ISLAMABAD - Around 22 per cent Pakistanis believe that growing usage of Internet has had a positive effect on economy while 38 per cent think its good influence on education.

On the question of politics, the results were 20 per cent good influence and 16 per cent bad with 55 per cent choosing not to answer.  In terms of education, once again a majority chose not to answer the question (43pc) while 38 per cent thought the rising use of the Internet is a good influence.  Only 16 per cent thought it has a bad influence on education.

The PEW Research has conducted the survey, which was carried out from March 17 to June 5, 2014 using face-to-face interviews with chosen respondents.  The survey was conducted in a total of 32 countries.  The PEW centre’s research used a sample of 1,203 respondents for its survey on Pakistan who were chosen from different parts of the country.  The most interesting result of the survey is perhaps in how Pakistanis perceive the Internet affects morality. Only 20 per cent thought it has a good influence while 31 per cent believe the growing use of the Internet is having a bad influence.

According to official figures, almost 19 per cent of Pakistan’s population has access to the Internet with over 3.79 million broadband subscribers at the end of 2014.

However, with regard to Internet access, the survey portrays a completely different picture as a whopping 92 per cent said that they do not access the Internet while only 8 per cent said they have access to the Internet, at least occasionally.

The report also found that only 3 per cent of Pakistanis have a landline at home while the remaining 97 per cent have no landline.

The survey results also showed a rather interesting picture of Internet usage and perception, which vary according to the respondent’s income, age and education.

The research found that people with a higher level of education were most likely to use the Internet than those with lower or no education.

The report says:  “Internet access and smart phone ownership rates in these emerging and developing nations are greatest among the well-educated and the young, i.e. those 18- to 34-year-olds who came of age in an era of massive technological advancement. People who read or speak English are also more likely to access to the Internet.”

This is not surprising, especially for a country like Pakistan where speaking English is considered an extraordinary feat.

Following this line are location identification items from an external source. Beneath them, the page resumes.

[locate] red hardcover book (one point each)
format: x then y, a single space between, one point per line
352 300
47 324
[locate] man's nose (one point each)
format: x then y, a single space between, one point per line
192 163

Similar to education, per-capita income and age also play a great role in number of people using the Internet. The report found, “Richer countries in terms of gross domestic product per capita have more Internet users among the adult population compared with poorer nations. Age also impacts whether someone uses the Internet - older people are less likely to report using the

Internet than their younger counterparts.”

With regard to mobile phone ownership in Pakistan, the survey found that interestingly, a large percentage of the Pakistani respondents said they did not own a cell phone. According to the report, 53 per cent of the respondents do not have a cell phone, while 43 per cent own dumb phones and only 4% said they own a smart phone.

On the other hand, Pakistan Telecommunication Authority’s (PTA) 2014 annual report stated, “Mobile penetration has reached 76.6 per cent with 139.9 million subscribers at the end of June 2014.”